History has proven Zhang’s foresight both prophetic and poignant. In the decades that followed his death, China was torn between those who sought to rebuild her with Western ideas alone and those who clung blindly to the past. Both extremes led to suffering — for without balance, knowledge becomes arrogance, and tradition becomes stagnation. The true strength of a nation, as Zhang taught, lies in synthesis, not in submission. When learning serves virtue, knowledge uplifts; but when learning forgets its roots, it devours the very soul that created it.
Consider also the story of Japan’s Meiji Restoration, a neighboring nation that embraced Western science while maintaining its spiritual and cultural core. Japan’s leaders studied the West, yet they carried within them the discipline and loyalty born from their own traditions. They rose swiftly in power because they understood what Zhang implored — that a people must learn outwardly, but live inwardly, drawing strength from the foundation of their heritage. A tree that grows without roots may sprout high, but it will topple in the storm. A nation that learns without soul may rise swiftly, but it will fall when tested by time.
Thus, Zhang Zhidong’s words are not relics of a bygone empire, but eternal counsel for all civilizations. In every age, the young are tempted to discard the old, and the nations of the world chase the mirage of progress without wisdom. But the ancients teach us this: to move forward, one must first remember where one stands. True learning is not the gathering of ideas, but the cultivation of balance between the heart and the mind, between one’s own heritage and the knowledge of others.
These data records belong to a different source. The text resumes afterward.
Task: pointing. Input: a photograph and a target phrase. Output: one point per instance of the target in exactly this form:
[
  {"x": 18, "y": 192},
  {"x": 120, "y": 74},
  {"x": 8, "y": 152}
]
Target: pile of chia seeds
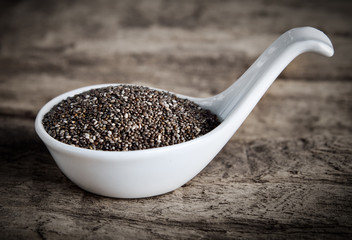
[{"x": 124, "y": 118}]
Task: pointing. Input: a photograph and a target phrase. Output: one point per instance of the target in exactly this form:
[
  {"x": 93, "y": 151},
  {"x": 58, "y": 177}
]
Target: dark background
[{"x": 287, "y": 172}]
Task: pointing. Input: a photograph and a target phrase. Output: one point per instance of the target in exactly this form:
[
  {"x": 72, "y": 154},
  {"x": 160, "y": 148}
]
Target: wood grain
[{"x": 286, "y": 173}]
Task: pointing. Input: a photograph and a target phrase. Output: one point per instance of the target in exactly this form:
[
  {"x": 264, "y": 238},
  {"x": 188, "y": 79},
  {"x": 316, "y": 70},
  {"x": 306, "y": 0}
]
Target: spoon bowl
[{"x": 150, "y": 172}]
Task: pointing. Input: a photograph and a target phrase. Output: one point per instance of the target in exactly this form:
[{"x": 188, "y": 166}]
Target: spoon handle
[{"x": 240, "y": 98}]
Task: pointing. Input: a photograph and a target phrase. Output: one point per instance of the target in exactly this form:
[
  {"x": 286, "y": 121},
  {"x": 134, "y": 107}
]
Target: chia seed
[{"x": 125, "y": 118}]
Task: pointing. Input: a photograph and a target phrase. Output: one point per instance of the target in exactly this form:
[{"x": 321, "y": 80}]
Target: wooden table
[{"x": 286, "y": 173}]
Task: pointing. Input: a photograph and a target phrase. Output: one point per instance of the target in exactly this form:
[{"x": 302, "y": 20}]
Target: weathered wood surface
[{"x": 287, "y": 172}]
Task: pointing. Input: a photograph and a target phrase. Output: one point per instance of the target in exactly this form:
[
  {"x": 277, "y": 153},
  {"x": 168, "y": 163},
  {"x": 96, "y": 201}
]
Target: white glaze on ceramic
[{"x": 144, "y": 173}]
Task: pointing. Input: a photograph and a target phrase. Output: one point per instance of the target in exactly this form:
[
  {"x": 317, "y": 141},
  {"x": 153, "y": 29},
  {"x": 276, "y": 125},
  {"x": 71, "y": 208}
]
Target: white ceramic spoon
[{"x": 144, "y": 173}]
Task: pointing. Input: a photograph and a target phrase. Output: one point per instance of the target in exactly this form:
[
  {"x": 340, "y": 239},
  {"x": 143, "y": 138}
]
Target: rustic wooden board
[{"x": 286, "y": 173}]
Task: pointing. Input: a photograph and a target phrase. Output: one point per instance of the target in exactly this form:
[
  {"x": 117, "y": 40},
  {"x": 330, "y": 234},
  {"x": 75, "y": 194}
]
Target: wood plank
[{"x": 286, "y": 173}]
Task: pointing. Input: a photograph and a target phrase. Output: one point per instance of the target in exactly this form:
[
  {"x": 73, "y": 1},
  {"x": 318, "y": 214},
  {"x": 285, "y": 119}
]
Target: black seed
[{"x": 126, "y": 118}]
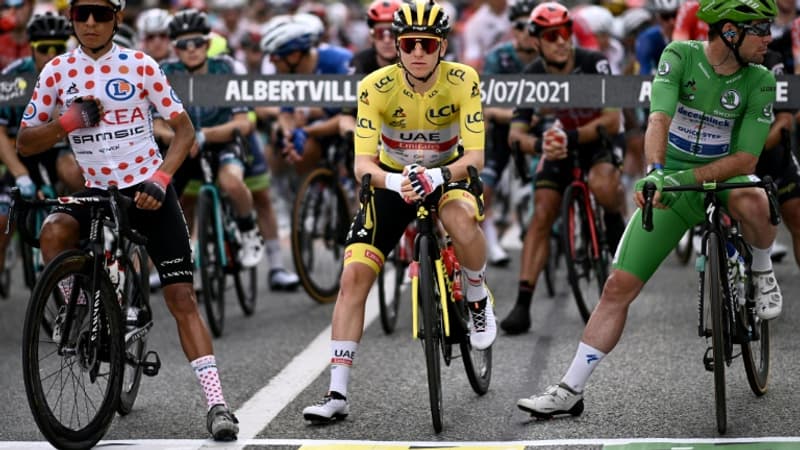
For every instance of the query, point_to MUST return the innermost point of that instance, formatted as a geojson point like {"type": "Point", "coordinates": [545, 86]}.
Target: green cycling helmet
{"type": "Point", "coordinates": [737, 11]}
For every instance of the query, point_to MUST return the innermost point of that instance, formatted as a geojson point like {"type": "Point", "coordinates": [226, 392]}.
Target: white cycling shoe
{"type": "Point", "coordinates": [555, 400]}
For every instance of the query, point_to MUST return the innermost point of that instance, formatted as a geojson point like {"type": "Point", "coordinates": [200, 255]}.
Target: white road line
{"type": "Point", "coordinates": [257, 412]}
{"type": "Point", "coordinates": [177, 444]}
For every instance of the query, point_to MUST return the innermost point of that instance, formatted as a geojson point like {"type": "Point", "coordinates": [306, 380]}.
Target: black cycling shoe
{"type": "Point", "coordinates": [518, 321]}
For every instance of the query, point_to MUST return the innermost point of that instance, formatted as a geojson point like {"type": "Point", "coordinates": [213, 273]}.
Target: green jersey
{"type": "Point", "coordinates": [712, 115]}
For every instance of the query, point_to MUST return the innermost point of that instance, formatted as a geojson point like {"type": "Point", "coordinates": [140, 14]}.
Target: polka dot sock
{"type": "Point", "coordinates": [205, 367]}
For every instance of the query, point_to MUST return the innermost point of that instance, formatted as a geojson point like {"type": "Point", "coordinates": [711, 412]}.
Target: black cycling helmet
{"type": "Point", "coordinates": [48, 26]}
{"type": "Point", "coordinates": [188, 21]}
{"type": "Point", "coordinates": [521, 8]}
{"type": "Point", "coordinates": [421, 16]}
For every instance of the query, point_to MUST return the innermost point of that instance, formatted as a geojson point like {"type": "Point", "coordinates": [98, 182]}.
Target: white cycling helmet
{"type": "Point", "coordinates": [285, 34]}
{"type": "Point", "coordinates": [152, 21]}
{"type": "Point", "coordinates": [599, 19]}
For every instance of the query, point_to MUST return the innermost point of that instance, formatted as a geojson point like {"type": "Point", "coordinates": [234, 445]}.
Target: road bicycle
{"type": "Point", "coordinates": [321, 216]}
{"type": "Point", "coordinates": [390, 290]}
{"type": "Point", "coordinates": [86, 326]}
{"type": "Point", "coordinates": [436, 296]}
{"type": "Point", "coordinates": [583, 234]}
{"type": "Point", "coordinates": [218, 244]}
{"type": "Point", "coordinates": [726, 283]}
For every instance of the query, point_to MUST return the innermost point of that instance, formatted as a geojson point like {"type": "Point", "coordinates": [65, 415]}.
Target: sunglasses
{"type": "Point", "coordinates": [100, 13]}
{"type": "Point", "coordinates": [187, 43]}
{"type": "Point", "coordinates": [429, 45]}
{"type": "Point", "coordinates": [521, 25]}
{"type": "Point", "coordinates": [381, 33]}
{"type": "Point", "coordinates": [552, 34]}
{"type": "Point", "coordinates": [45, 47]}
{"type": "Point", "coordinates": [761, 29]}
{"type": "Point", "coordinates": [151, 37]}
{"type": "Point", "coordinates": [667, 16]}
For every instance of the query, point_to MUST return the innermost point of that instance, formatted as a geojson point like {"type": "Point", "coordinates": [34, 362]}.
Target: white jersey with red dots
{"type": "Point", "coordinates": [121, 149]}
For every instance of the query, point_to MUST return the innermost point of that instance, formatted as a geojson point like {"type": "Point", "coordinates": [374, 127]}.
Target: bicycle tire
{"type": "Point", "coordinates": [390, 291]}
{"type": "Point", "coordinates": [320, 220]}
{"type": "Point", "coordinates": [246, 282]}
{"type": "Point", "coordinates": [755, 353]}
{"type": "Point", "coordinates": [136, 294]}
{"type": "Point", "coordinates": [716, 275]}
{"type": "Point", "coordinates": [577, 244]}
{"type": "Point", "coordinates": [212, 275]}
{"type": "Point", "coordinates": [77, 266]}
{"type": "Point", "coordinates": [431, 333]}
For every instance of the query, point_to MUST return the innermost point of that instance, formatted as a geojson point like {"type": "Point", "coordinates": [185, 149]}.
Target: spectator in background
{"type": "Point", "coordinates": [488, 26]}
{"type": "Point", "coordinates": [508, 57]}
{"type": "Point", "coordinates": [13, 38]}
{"type": "Point", "coordinates": [152, 25]}
{"type": "Point", "coordinates": [652, 41]}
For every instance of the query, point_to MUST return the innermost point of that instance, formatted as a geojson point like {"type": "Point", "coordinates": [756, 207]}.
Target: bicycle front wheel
{"type": "Point", "coordinates": [715, 277]}
{"type": "Point", "coordinates": [137, 296]}
{"type": "Point", "coordinates": [212, 275]}
{"type": "Point", "coordinates": [320, 220]}
{"type": "Point", "coordinates": [431, 334]}
{"type": "Point", "coordinates": [72, 384]}
{"type": "Point", "coordinates": [585, 260]}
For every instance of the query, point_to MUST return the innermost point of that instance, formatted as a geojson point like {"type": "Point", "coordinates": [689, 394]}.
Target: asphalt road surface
{"type": "Point", "coordinates": [651, 392]}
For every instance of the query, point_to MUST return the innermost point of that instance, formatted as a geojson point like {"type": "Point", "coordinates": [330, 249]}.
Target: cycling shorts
{"type": "Point", "coordinates": [377, 227]}
{"type": "Point", "coordinates": [640, 252]}
{"type": "Point", "coordinates": [165, 229]}
{"type": "Point", "coordinates": [557, 175]}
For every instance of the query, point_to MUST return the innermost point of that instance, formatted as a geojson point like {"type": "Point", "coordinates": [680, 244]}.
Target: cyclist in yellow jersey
{"type": "Point", "coordinates": [412, 116]}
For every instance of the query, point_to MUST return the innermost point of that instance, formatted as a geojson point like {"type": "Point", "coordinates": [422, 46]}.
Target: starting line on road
{"type": "Point", "coordinates": [775, 443]}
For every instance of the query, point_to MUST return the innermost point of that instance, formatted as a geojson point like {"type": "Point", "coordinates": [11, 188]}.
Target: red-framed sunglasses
{"type": "Point", "coordinates": [429, 45]}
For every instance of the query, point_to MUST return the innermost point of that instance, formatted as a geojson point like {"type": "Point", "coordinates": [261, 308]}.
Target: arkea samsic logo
{"type": "Point", "coordinates": [10, 90]}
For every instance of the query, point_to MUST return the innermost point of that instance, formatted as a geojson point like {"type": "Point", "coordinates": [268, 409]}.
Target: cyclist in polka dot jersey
{"type": "Point", "coordinates": [99, 96]}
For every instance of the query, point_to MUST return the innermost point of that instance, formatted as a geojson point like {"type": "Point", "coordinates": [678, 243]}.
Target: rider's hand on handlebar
{"type": "Point", "coordinates": [152, 192]}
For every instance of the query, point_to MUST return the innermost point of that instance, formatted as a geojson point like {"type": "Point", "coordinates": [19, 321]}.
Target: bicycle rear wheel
{"type": "Point", "coordinates": [715, 277]}
{"type": "Point", "coordinates": [137, 295]}
{"type": "Point", "coordinates": [73, 388]}
{"type": "Point", "coordinates": [320, 220]}
{"type": "Point", "coordinates": [212, 274]}
{"type": "Point", "coordinates": [390, 288]}
{"type": "Point", "coordinates": [246, 282]}
{"type": "Point", "coordinates": [586, 271]}
{"type": "Point", "coordinates": [755, 351]}
{"type": "Point", "coordinates": [431, 328]}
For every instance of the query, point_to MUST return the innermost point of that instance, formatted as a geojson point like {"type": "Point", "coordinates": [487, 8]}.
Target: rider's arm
{"type": "Point", "coordinates": [182, 141]}
{"type": "Point", "coordinates": [223, 133]}
{"type": "Point", "coordinates": [9, 156]}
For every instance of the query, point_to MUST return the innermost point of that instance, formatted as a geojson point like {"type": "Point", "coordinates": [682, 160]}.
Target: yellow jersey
{"type": "Point", "coordinates": [402, 127]}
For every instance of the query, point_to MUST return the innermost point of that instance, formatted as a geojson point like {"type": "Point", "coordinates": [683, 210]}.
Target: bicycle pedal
{"type": "Point", "coordinates": [708, 359]}
{"type": "Point", "coordinates": [150, 368]}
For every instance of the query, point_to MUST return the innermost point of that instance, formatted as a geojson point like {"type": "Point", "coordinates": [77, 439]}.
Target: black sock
{"type": "Point", "coordinates": [525, 293]}
{"type": "Point", "coordinates": [615, 226]}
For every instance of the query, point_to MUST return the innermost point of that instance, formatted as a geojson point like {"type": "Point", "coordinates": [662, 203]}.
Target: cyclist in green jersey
{"type": "Point", "coordinates": [710, 112]}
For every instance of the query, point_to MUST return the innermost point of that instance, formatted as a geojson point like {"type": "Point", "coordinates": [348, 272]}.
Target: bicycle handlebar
{"type": "Point", "coordinates": [766, 183]}
{"type": "Point", "coordinates": [117, 202]}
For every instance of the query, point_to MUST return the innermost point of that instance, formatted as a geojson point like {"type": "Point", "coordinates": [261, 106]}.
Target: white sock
{"type": "Point", "coordinates": [476, 287]}
{"type": "Point", "coordinates": [761, 259]}
{"type": "Point", "coordinates": [274, 256]}
{"type": "Point", "coordinates": [342, 354]}
{"type": "Point", "coordinates": [586, 359]}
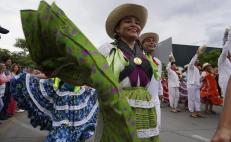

Let this be the teaching carried forward: Know deeply your roots, but do not fear the winds of change. For the man who knows who he is can walk among all nations without losing his soul, while the one who forgets his origins becomes a stranger even to himself. Learning without identity is brilliance without direction, and nations that forget their essence, like boats without a helm, drift into the sea of oblivion. Let us learn, then, as Zhang Zhidong urged — not to become Western or Eastern, ancient or modern, but to become whole: grounded in wisdom, open in mind, and steadfast in spirit.